Erin: Right, and I get it. The main difference to me is the analytics that you get out of it. For organizations that are new on their technology journey, or maybe they haven't gotten into advanced analytics yet, Employee Center is a great place to start, and there's no harm in starting there. I think hearkening back for a moment to what Sean, you were asking about the Intranet piece, this is where I really find the beauty of Employee Center is that now I have click views and I can see who's reading what knowledge articles.

Then, I can see who read what knowledge article and then had an additional follow up question. So, it starts to give me all of these incredible analytics just out of box with baseline Employee Center. But if you're an organization that's more advanced in your technology journey, or you have a people analytics team, not all organizations have that luxury quite yet, but it's starting to become a much larger part of an HR organization these days.

If you do have those deeper analytic resources within your organization, then EC Pro might really be the place where you want to go because it has this robust set of out-of-box reporting that is way deeper than any analytics we've seen previously from ServiceNow. 

Sean: Good. That's a good explanation.
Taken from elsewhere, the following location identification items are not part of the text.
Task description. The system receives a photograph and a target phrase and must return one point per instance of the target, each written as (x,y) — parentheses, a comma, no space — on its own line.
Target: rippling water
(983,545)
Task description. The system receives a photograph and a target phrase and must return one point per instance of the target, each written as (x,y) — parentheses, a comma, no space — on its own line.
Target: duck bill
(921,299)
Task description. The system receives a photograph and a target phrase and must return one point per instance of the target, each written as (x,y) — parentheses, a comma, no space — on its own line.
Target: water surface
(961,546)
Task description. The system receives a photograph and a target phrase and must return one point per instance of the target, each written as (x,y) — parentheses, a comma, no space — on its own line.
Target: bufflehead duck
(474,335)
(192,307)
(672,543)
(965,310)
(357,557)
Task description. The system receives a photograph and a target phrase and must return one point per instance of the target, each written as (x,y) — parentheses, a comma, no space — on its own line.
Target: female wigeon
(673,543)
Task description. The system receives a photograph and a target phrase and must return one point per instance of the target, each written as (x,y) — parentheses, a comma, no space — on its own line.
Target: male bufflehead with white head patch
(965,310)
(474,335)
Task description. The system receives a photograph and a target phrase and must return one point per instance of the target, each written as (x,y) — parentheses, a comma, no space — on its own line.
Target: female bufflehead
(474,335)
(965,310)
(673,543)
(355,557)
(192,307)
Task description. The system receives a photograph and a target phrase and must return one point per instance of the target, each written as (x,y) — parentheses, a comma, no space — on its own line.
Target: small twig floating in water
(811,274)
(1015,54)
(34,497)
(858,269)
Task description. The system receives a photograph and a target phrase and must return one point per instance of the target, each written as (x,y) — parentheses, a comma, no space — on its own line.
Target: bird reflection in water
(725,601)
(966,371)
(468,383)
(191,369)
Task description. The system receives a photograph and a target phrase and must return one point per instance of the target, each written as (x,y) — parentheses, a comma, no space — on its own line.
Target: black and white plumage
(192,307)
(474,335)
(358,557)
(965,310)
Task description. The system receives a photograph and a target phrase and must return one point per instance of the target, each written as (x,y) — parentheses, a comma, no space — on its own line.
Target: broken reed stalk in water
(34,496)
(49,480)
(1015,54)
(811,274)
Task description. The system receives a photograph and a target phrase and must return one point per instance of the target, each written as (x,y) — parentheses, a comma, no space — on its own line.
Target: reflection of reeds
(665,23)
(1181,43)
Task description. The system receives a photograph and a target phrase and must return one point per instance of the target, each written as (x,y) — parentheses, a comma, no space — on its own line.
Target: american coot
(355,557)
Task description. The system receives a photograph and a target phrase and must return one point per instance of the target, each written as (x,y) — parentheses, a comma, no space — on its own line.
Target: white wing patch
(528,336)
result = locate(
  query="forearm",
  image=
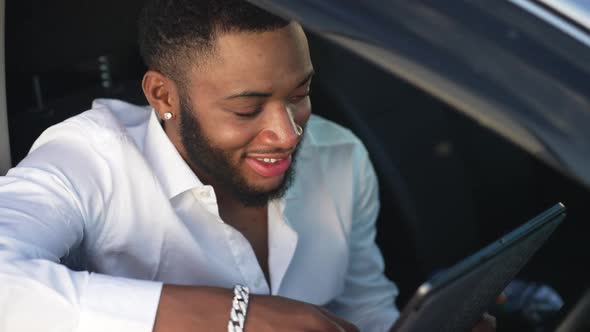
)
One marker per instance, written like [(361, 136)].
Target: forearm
[(185, 308)]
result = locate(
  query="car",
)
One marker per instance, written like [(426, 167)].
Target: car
[(476, 114)]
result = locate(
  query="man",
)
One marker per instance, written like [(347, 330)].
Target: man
[(225, 182)]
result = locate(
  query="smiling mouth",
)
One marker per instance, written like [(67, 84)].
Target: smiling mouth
[(269, 167), (269, 160)]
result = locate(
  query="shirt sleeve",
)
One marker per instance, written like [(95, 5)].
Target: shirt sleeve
[(368, 299), (47, 203)]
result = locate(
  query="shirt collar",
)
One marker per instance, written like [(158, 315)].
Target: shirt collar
[(172, 171)]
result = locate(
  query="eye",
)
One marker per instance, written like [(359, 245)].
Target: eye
[(298, 98), (250, 114)]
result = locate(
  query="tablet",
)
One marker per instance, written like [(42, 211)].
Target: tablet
[(454, 300)]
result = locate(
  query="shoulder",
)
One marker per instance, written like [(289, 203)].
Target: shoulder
[(107, 121), (323, 133), (333, 145)]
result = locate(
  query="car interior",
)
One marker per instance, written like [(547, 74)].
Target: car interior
[(448, 185)]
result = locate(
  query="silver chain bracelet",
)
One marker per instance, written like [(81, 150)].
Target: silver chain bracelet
[(237, 317)]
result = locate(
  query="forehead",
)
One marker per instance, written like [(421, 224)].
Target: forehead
[(268, 61)]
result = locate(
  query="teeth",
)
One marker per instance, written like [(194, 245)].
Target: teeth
[(268, 160)]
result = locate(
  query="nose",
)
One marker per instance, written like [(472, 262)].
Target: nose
[(281, 130)]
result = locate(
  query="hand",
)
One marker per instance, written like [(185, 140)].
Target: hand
[(185, 308), (486, 324)]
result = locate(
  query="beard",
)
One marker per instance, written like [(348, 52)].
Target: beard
[(216, 163)]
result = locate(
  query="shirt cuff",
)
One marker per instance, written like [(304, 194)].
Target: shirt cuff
[(119, 304)]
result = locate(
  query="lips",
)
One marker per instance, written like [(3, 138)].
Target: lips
[(269, 167)]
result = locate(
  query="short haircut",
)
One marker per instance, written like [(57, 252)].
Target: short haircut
[(177, 34)]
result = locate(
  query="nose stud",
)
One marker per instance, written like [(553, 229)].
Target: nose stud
[(298, 129)]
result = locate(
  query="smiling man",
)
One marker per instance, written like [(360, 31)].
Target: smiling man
[(224, 205)]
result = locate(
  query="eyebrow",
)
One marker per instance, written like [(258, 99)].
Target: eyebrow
[(258, 94)]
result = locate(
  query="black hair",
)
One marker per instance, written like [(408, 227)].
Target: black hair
[(175, 34)]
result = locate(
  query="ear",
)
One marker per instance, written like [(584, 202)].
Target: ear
[(161, 92)]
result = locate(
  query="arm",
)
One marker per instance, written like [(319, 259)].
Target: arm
[(43, 215), (47, 205)]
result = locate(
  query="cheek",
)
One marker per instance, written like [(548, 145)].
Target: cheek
[(231, 136), (303, 112)]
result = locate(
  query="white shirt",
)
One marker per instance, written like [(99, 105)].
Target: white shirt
[(109, 192)]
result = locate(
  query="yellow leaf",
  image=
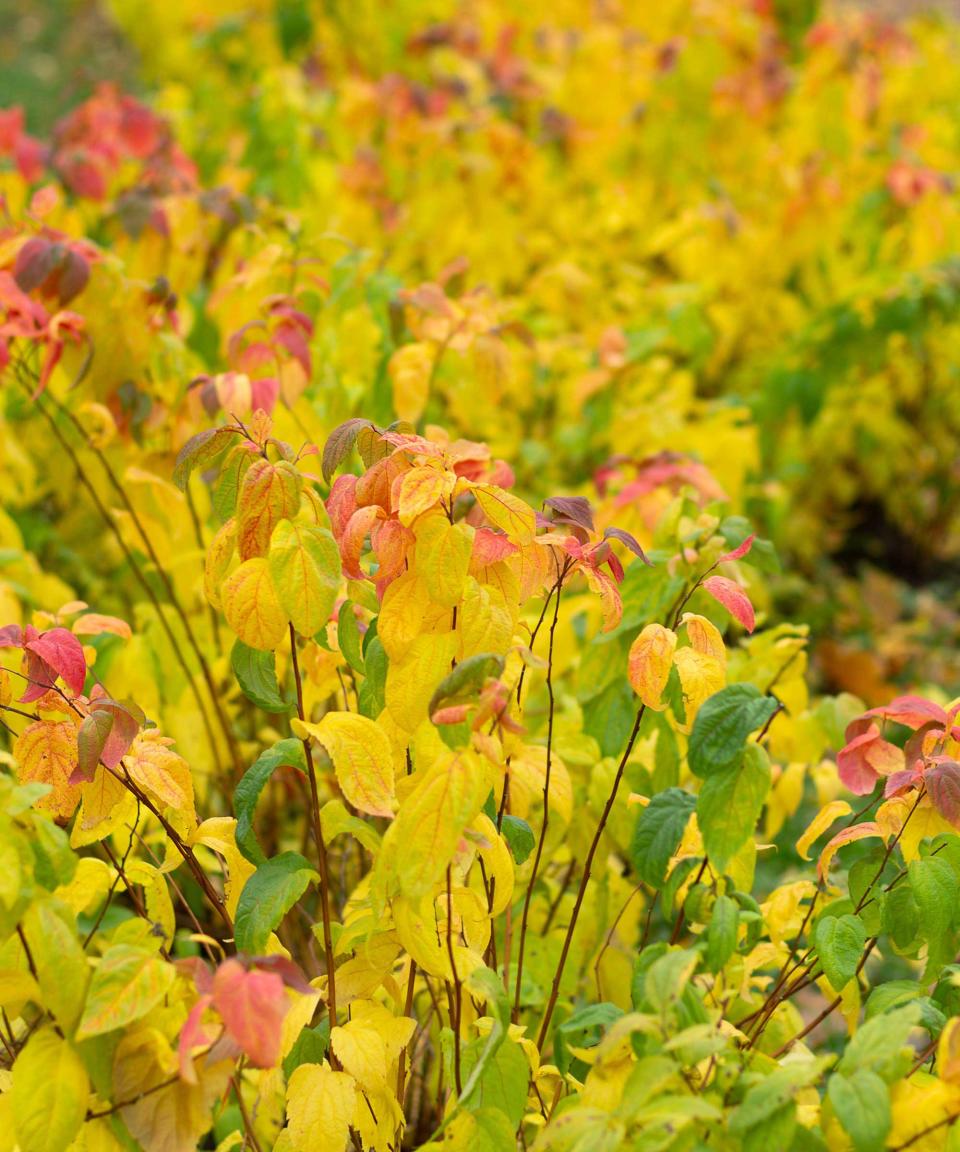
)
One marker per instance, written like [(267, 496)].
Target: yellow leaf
[(410, 369), (423, 839), (649, 664), (422, 489), (704, 636), (362, 758), (46, 751), (926, 821), (304, 563), (507, 512), (443, 558), (217, 561), (319, 1107), (251, 606), (701, 676), (484, 622), (403, 614), (949, 1052), (105, 804), (819, 824), (917, 1104), (219, 833), (412, 681), (269, 493), (158, 771), (171, 1119), (362, 1052), (50, 1093)]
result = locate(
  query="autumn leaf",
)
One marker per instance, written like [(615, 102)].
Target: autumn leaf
[(649, 664)]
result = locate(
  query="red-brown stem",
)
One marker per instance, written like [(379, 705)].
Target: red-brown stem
[(554, 991), (408, 1009), (318, 836), (136, 570), (544, 825), (174, 600), (458, 991)]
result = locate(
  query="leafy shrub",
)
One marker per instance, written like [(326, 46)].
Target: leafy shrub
[(446, 774)]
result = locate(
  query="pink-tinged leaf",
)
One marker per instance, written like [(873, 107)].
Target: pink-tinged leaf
[(490, 546), (943, 786), (740, 551), (456, 713), (733, 598), (92, 623), (341, 502), (847, 836), (201, 449), (126, 721), (572, 510), (901, 781), (866, 757), (91, 739), (194, 1035), (286, 969), (12, 636), (912, 712), (615, 568), (339, 444), (611, 603), (628, 542), (252, 1006), (61, 651)]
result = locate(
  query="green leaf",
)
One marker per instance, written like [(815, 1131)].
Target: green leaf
[(722, 932), (288, 751), (657, 834), (519, 836), (503, 1083), (127, 983), (861, 1103), (256, 673), (466, 680), (48, 1094), (267, 896), (201, 449), (723, 724), (304, 563), (881, 1045), (371, 690), (934, 885), (840, 941), (61, 965), (730, 804), (348, 636), (309, 1048)]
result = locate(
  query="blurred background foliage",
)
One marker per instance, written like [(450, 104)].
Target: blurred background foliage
[(727, 229)]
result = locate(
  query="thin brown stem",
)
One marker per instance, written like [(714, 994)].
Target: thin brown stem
[(542, 839), (458, 991), (318, 838), (554, 991)]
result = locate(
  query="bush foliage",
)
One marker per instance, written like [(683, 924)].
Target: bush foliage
[(408, 737)]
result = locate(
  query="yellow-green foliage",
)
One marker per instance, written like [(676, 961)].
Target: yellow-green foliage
[(401, 743)]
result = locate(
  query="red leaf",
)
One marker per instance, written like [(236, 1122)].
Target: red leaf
[(63, 653), (252, 1006), (740, 551), (733, 598), (943, 783), (572, 510), (193, 1036), (628, 542), (911, 711)]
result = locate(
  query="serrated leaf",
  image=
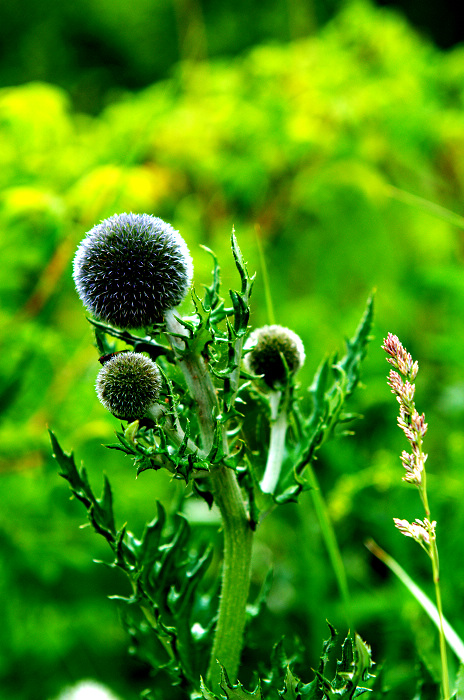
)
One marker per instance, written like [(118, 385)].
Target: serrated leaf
[(290, 691), (237, 691)]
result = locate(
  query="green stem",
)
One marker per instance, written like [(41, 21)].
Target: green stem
[(238, 535), (433, 552), (443, 655), (279, 425), (331, 543)]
Thanks for clarifying that because I think it'll help users.

So what I want to get into next is a little bit—So, typically, we don't get into feature sets, but there's some cool things coming out with regards to this, and one of those is something called Manager Hub. It's a really cool piece of software that I wanted to hit on a little bit because it's opening up what people, to your point was, were talking about analytics and what you see. Can you talk a little bit about Manager Hub and what it is within EC Pro or EC? 

Erin: Yeah so regardless of which path you've gone down of Employee Center or Employee Center Pro, you would have the ability to have Manager Hub, and Manager Hub is really just a subpage within your Employee Center portal where managers can go to look at any pieces of information that we decide to configure into Employee Center, but I think the biggest use cases really are you know, employee journey management, onboarding, and offboarding.

So, I've got five new hires starting over the course of the next month. Maybe they all have different start dates. Maybe they all have the same start dates, right? It could vary depending on how your organization operates, but I can see where each one of those employees is in their onboarding process.

If I'm having new employees come in, maybe I've got somebody retiring as well, right? So, I can see where they are in their offboarding process. Have they created their transition plan yet? Have they done all of the pieces that they need to do in order to exit the company and make sure they get all their retiree benefits?

And if they have, then that's fantastic. But even deeper than that, just the employee journey piece is really cool. But the other thing is, you can start to get integrations with Qualtrics, or your employee engagement surveys, and you can start to see what's going on within my team, and I can see those results, and I can start to make actionable steps to change my employee survey results, right?

So there's just so much that you can do from that space. You can see your anniversaries. You can see your birthdays. You can see everything that's going on. You can do your position data management within Manager Hub. So again, it creates that one-start shop just for the manager in and of themselves for all the things that they have on their plate.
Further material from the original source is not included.